Pre-Conference Writing Workshop for Post-Cultic Recovery

by Dogpatch 2 Replies latest jw friends

  • Dogpatch
    Dogpatch

    Coming to Terms with Your Story:

    A Pre-Conference Writing Workshop for Post-Cultic Recovery

    Facilitator: Karen Pressley

    Wednesday, July 4, 2012 (10:00 am – 5:00 pm)

    After leaving a high-demand group, how do you come to terms with the people, events, and countless details of the memories that shaped that time of your life? Outside of counseling or talks with caring friends and family members, exploring the fertile subject matter of your experiences can be an otherwise daunting, seemingly irreconcilable task without a means of connecting the dots and coming to terms with your personal story. Your story is composed of countless moments, scenes, and choices that may hold difficult, tragic, repressed, or even magical events and circumstances. This Writer’s Workshop focuses on the healing qualities of writing that can help you to make sense of your experiences, re-establish your well-being, and re-discover your personal voice. We’ll use techniques that help you to create meaningful accounts that not only document memories, but that can help to diffuse the impact they might have on your thoughts and emotions. These techniques are based on research that shows that writing is a productive, healing process that has been found to reduce physical and emotional illness in people who write regularly.

    As a participant in this workshop--and whether or not you consider yourself a skilled writer--you are addressed as a writer with a voice, an author with an authoritative position over your life story. If you have been more accustomed to being the object rather than the subject of your circumstances, particularly if you have been denied authority in the group, writing about your life can play a significant part in erasing years of invisibility and interpretation by others. With the goal of “write or be written,” you will learn writing techniques that will enable you to express the hard-won, deep layers of truth that you might discover but not otherwise share as part of daily social communication. As one writer said after developing a memoir, “Each time the authentic words break through, I am changed.”

    The teacher of this workshop is a writing professional, a university instructor of composition, a published author, and a former sixteen-year cult member. She believes that writing is empowering, whether you write to lay bare your soul with absolute frankness for others to read and learn by, or you simply want to make sense of your life for personal healing purposes. By guiding you to put pen to paper as you explore your experiences through these specialized writing techniques and exercises in this three-part workshop, she will show you how writing can bring the very needed joy that comes from transforming your subject matter into material that helps you to grow while you create something of value for yourself and, if you choose, to share with or to help others.

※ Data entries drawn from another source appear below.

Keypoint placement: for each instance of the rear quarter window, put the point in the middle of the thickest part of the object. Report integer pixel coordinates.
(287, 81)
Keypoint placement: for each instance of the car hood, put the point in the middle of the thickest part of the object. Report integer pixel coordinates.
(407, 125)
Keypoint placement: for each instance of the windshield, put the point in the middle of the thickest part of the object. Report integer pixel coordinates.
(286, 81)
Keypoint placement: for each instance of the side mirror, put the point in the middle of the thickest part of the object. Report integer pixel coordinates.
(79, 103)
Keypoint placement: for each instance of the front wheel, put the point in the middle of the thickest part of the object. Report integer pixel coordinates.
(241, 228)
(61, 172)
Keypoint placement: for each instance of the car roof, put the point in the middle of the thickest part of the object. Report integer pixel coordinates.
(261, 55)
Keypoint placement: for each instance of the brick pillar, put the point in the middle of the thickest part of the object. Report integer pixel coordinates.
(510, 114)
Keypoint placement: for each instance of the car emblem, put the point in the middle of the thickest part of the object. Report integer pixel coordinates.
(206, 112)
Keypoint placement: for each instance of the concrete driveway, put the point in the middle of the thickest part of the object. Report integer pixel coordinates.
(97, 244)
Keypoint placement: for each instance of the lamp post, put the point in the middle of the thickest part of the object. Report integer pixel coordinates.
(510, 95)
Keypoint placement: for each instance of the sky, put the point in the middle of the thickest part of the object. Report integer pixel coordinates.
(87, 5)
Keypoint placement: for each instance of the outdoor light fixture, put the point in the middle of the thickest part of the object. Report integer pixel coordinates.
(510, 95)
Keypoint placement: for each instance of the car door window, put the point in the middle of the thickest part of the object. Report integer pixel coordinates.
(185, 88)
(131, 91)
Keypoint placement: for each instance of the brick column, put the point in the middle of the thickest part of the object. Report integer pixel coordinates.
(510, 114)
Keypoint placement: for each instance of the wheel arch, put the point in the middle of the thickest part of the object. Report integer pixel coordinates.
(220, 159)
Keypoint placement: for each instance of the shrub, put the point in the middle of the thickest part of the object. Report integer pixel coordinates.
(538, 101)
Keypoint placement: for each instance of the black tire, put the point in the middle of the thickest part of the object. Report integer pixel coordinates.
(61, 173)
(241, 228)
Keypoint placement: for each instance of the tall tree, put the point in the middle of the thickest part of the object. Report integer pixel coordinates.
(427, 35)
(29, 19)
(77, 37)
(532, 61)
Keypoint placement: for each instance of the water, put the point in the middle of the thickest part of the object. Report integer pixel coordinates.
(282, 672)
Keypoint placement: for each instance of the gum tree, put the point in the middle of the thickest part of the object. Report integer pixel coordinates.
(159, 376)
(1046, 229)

    The writing workshop will take place on Wednesday July 4, 2012 (10:00 am to 5:00 pm), the day before the ICSA Annual Conference in Montreal, which takes place July 5-7. The location will be the conference site: Holiday Inn Select Montreal Centre Ville Downtown.

    Cost

    The workshop is free but open only to conference registrants (select one-day registration if you only want to attend the workshop). Space is limited and preference is given to former members of cultic groups who want to write about their experiences.

    Sign-Up Required

    In addition to registering for the conference, you must sign up for the pre-conference workshop. Here are the steps:

    1. Go to ICSA’s Event Home Page: http://icsahome.com/infoserv_respond/event_conferences_workshops.asp

    2. Explore the links to the left, under “Conferences.” These provide information on accommodations, fees, directions, etc.

    3. Click “Register” on the upper right.

    4. Note the yellow box, “How to Get a Discount Code.” Click on the survey that is appropriate to you (ICSA member, nonmember, full-time student). The survey helps us plan.

    5. Toward the end of the survey you will be asked if you want to participate in the writing workshop.

    6. Click “submit” and receive the appropriate discount coupon code ($50 - $225).

    7. Look left at “Buy Now”; select the option for you; proceed to checkout, look for the box in which to enter your discount code.

    If you have already registered but did not sign up, write ICSA: [email protected] .

    About the Facilitator

    Karen Pressley is an Instructor of English composition at Southern Polytechnic State University in Atlanta, and is the managing director of KAP Communications Inc., specializing in writing, editing, and desktop publishing ( www.karenpressley.com ). Karen holds a MA in Professional Writing and a BS in Communication (Media and Public Relations). As a former 16 - year Scientologist, she directed its Celebrity Centre International Network and later worked at the church’s International Management headquarters. Since departing Scientology in 1998, she is consulted regularly on Scientology issues by media, former cult members, and their families. She is a guest speaker for radio and television shows, conferences, seminars, and academic classes. Her first two books about Scientology, Chasing After the Wind (Broadman & Holman, 2001) and Escaping Scientology: An Insider’s True Story (New Hope, 2006) were suppressed from publication. She authored several entries for Baker Dictionary of Cults (forthcoming, 2011) and numerous articles on Scientology. In 2009, Karen developed the Hegemonic Communication Model (HCM) that shows how a cult member’s personal expression, critical thinking skills, and creativity are affected by charismatic leaders. HCM is illustrated in “Creativity and Cults from Sociological and Communication Perspectives: The Processes Involved in the Birth of a Secret Creative Self,” co-authored with sociologist Miriam Boeri for “The Last Draw: Cults and Creativity,” a special issue of the Cultic Studies Review (Vol. 9, No. 1, 2010), presented at the 2010 ICSA Conference. Her forthcoming book, Experiencing Creativity: Breaking Free from Spiritual Abuse and the Emergence of the Creative Self, provides a theoretical framework for understanding how cult rhetoric suppresses members’ critical thinking, personal expression, and creativity. Her latest projects include development of a writing workshop for ex-cult members that focuses on writing to heal through the power of the narrative, to speed recovery and improve critical thinking skills in post-cult life.

  • Alfred
    Alfred

    Thanks Randy... I'd sign up if it weren't for the date... but it sure sounds interesting...

  • JeffT
    JeffT

    Randy, do they do things like this somewhere closer to the West Coast. I'd go in a heartbeat if it wasn't in Montreal.